Patent Directed to “Data Security System for a Database” Qualifies for Covered Business Method Review at PTAB

In Square Inc v. Protegrity Corp., CBM2014-00182 (March 2, 2016), the Patent Trial and Appeal Board (PTAB) offered some insight as to when patent claims will be subject to covered business method (CBM) review.

The patent at issue is US 8,402,281, titled “Data Security System for a Database.” Claim 33 was one of the illustrative claims, and the primary focus of the CBM analysis:

33. A computer-implemented data processing method comprising:
maintaining a database comprising a plurality of data portions, each data portion associated with a data category;
maintaining a separate data protection table comprising, for at least one data category, one or more data processing rules associated with the data category that must each be satisfied before a data portion associated with the data category can be accessed;
receiving a request to access a data portion associated with a first data category from a user;
determining whether each of the one or more data processing rules associated with the requested data portion are satisfied; and
granting the user access to the requested data portion responsive to each of the retrieved one or more data processing rules being satisfied.

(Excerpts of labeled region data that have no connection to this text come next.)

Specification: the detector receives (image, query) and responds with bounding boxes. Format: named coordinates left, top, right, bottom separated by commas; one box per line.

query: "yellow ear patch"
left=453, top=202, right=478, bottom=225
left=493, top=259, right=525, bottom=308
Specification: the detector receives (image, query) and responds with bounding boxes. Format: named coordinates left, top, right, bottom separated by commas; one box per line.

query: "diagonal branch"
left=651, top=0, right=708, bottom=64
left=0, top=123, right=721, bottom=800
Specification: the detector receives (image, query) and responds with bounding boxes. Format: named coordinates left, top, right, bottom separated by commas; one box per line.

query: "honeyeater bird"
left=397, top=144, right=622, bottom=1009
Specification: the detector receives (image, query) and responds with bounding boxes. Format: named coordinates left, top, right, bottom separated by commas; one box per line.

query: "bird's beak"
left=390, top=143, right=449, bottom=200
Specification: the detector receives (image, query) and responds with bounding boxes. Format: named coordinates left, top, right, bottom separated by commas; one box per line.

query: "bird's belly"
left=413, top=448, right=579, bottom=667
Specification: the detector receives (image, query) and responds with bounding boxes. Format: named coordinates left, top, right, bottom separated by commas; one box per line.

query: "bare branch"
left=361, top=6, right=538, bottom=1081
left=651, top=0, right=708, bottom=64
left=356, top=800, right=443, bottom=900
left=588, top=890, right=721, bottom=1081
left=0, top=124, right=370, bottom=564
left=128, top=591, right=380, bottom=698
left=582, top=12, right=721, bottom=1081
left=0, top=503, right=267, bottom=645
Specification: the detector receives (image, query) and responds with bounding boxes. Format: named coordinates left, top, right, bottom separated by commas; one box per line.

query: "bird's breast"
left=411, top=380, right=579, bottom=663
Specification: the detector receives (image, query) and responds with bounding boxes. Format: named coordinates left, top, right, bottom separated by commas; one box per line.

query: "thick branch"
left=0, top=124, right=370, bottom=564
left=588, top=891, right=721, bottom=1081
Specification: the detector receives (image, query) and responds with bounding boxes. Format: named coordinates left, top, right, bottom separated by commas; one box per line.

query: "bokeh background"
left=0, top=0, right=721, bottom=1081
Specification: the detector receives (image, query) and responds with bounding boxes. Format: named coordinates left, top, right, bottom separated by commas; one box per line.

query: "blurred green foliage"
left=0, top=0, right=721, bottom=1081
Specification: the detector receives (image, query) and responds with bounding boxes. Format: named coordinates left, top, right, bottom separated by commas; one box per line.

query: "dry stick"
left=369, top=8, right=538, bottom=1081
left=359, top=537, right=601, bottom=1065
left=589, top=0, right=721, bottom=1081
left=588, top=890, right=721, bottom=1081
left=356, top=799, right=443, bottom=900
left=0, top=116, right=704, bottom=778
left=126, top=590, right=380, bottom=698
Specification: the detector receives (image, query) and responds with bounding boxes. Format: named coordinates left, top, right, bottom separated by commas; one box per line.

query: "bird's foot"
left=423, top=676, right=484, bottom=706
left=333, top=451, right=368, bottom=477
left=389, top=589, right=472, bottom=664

The America Invents Act (AIA) defines a “covered business method” patent as one that “claims a method or corresponding apparatus for performing data processing or other operations used in the practice, administration, or management of a financial product or service, except that the term does not include patents for technological inventions.” AIA § 18(d)(1). CBM review was intended to apply to patents that are “financial in nature, incidental to a financial activity or complementary to a financial activity.” Transitional Program for Covered Business Method Patents—Definitions of Covered Business Method Patent and Technological Invention, 77 Fed. Reg. 48,734, 48,735 (Aug. 14, 2012) (Final Rule) (quoting 157 Cong. Rec. S5432 (daily ed. Sept. 8, 2011) (statement of Sen. Schumer)).

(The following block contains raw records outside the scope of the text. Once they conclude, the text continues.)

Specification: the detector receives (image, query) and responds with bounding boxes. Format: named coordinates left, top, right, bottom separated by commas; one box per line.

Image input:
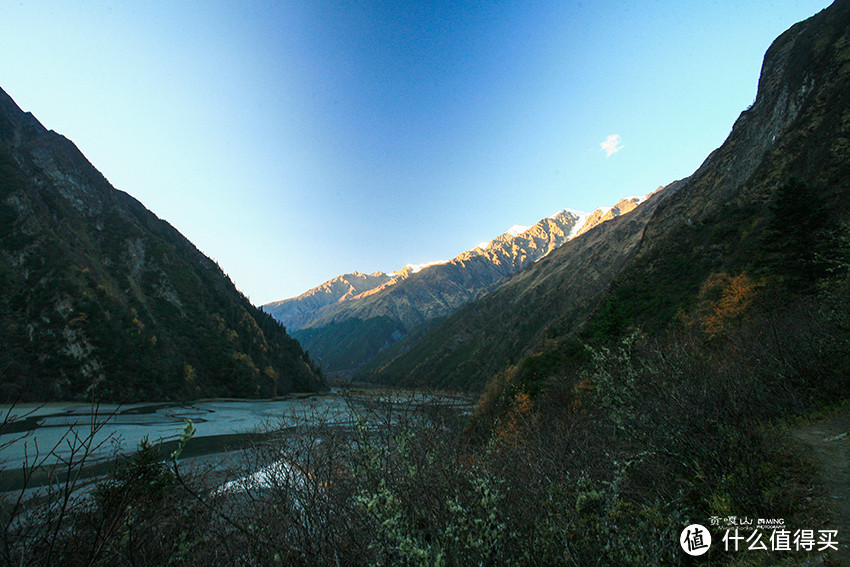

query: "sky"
left=0, top=0, right=830, bottom=305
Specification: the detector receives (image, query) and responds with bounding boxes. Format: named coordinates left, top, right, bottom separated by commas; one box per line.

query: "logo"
left=679, top=524, right=711, bottom=555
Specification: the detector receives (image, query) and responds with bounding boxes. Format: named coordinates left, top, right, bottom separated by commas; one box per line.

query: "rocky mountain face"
left=358, top=181, right=685, bottom=389
left=0, top=91, right=322, bottom=401
left=263, top=197, right=643, bottom=372
left=361, top=0, right=850, bottom=395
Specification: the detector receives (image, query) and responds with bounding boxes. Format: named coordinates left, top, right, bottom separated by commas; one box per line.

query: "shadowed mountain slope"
left=0, top=86, right=321, bottom=401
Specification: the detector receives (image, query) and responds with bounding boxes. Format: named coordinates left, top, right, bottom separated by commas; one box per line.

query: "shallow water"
left=0, top=395, right=352, bottom=469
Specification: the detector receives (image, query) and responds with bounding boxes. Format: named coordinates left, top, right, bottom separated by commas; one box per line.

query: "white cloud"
left=599, top=134, right=623, bottom=157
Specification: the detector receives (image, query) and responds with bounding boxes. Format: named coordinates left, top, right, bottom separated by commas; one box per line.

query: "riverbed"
left=0, top=391, right=471, bottom=491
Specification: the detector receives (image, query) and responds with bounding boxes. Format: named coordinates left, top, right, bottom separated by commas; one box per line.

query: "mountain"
left=360, top=2, right=850, bottom=389
left=0, top=86, right=322, bottom=401
left=263, top=197, right=644, bottom=373
left=358, top=181, right=686, bottom=389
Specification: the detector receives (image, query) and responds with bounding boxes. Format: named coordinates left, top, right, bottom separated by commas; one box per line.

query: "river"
left=0, top=392, right=470, bottom=491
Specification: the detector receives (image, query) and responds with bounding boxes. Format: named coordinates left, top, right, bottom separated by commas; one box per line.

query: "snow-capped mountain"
left=262, top=193, right=644, bottom=372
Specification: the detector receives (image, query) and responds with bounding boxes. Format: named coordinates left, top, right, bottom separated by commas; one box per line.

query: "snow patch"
left=505, top=224, right=531, bottom=236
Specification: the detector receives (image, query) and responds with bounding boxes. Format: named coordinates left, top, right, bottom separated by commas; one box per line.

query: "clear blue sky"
left=0, top=0, right=829, bottom=304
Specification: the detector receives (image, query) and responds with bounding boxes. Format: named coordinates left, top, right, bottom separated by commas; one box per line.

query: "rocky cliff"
left=263, top=197, right=644, bottom=372
left=0, top=87, right=321, bottom=401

Even though claim 33 does not literally recite data processing as it relates to financial products or services, the PTAB nevertheless found that, by preponderance of the evidence, claim 33 encompasses activities that are financial in nature, incidental to financial activity, or complementary to a financial activity since the claimed method protects against unauthorized data access, which is important in banking.

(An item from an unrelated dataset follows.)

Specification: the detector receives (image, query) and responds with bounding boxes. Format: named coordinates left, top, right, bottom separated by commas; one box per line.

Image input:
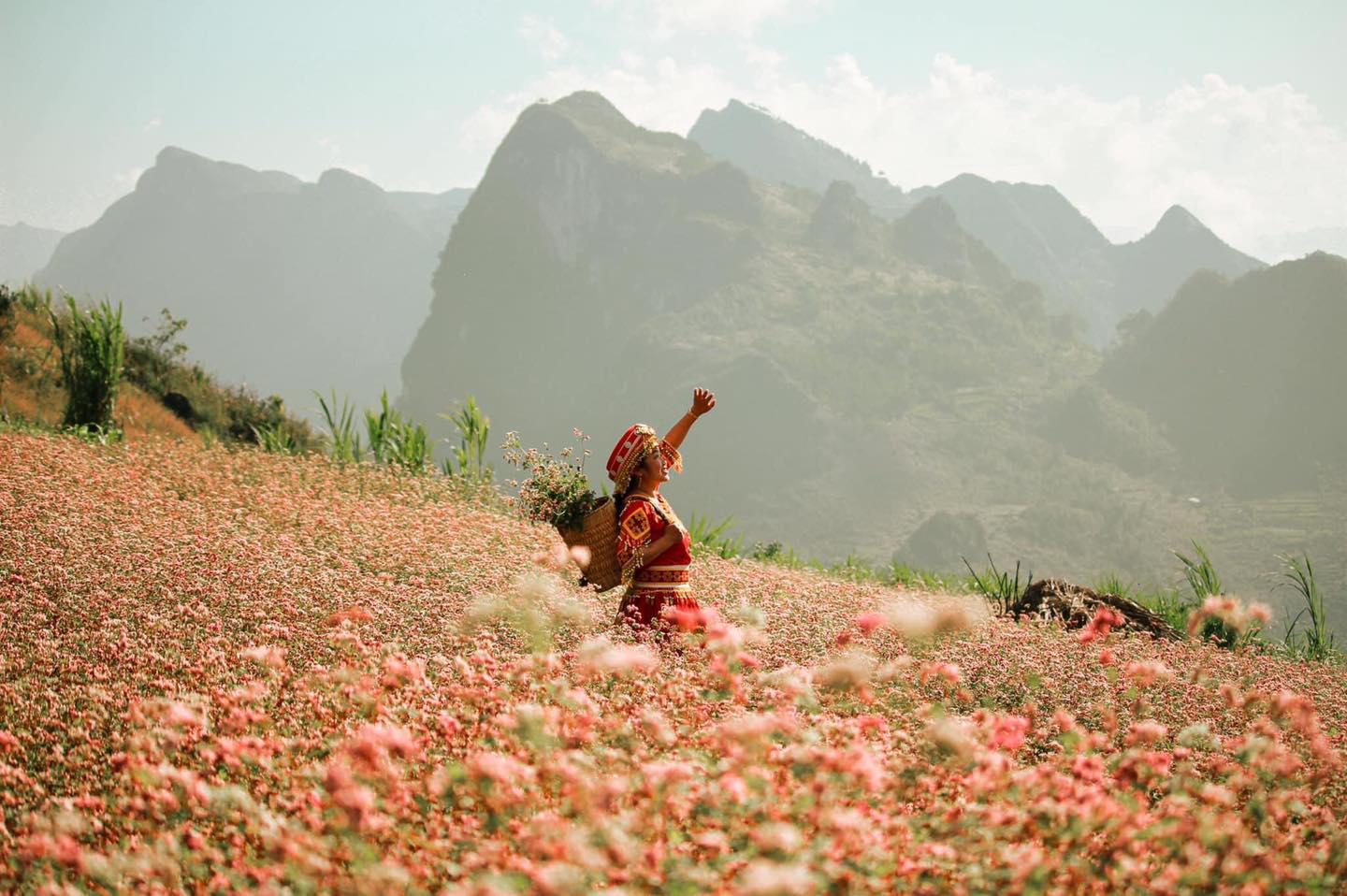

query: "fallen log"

The PTAB then considered whether claim 33 recites a “technological invention” that would exempt the claim from CBM review. A “technological invention” is one that 1) recites a technological feature that is novel or non-obvious over the prior art, and 2) solves a technical problem using a technical solution. 37 C.F.R. §42.301(b).
In its analysis of the first prong, the PTAB essentially equated the word “technology” to “computer hardware.” The PTAB was not persuaded by any purported novelty of the database and data structures recited in the claim, especially since claim 33 does not recite any particular structure. Accordingly, the PTAB held that claim 33 fails the first prong of the exception.

Although it doesn’t appear that it needed to move on to the second prong, the PTAB proceeded in its analysis and found that claim 33 does not solve a technical problem with a technical solution. The Petitioner set forth a few objectives and problems solved by the ‘281 patent. The PTAB, however, criticized those objectives as lacking any basis in the specification and claims.

Accordingly, the PTAB held that claim 33 of the ‘281 patent is subject to CRM review.

There are several takeaways from this case. This decision suggests that claims could be subject to CBM review even though the claims and specification are not directly linked to financial products or services. Moreover, this decision illustrates that the PTAB likes to see objectives, problem statements, and solutions in the patent specification, as opposed to relying on extrinsic evidence, especially in the context of determining whether the claims solve a technical problem using a technical solution.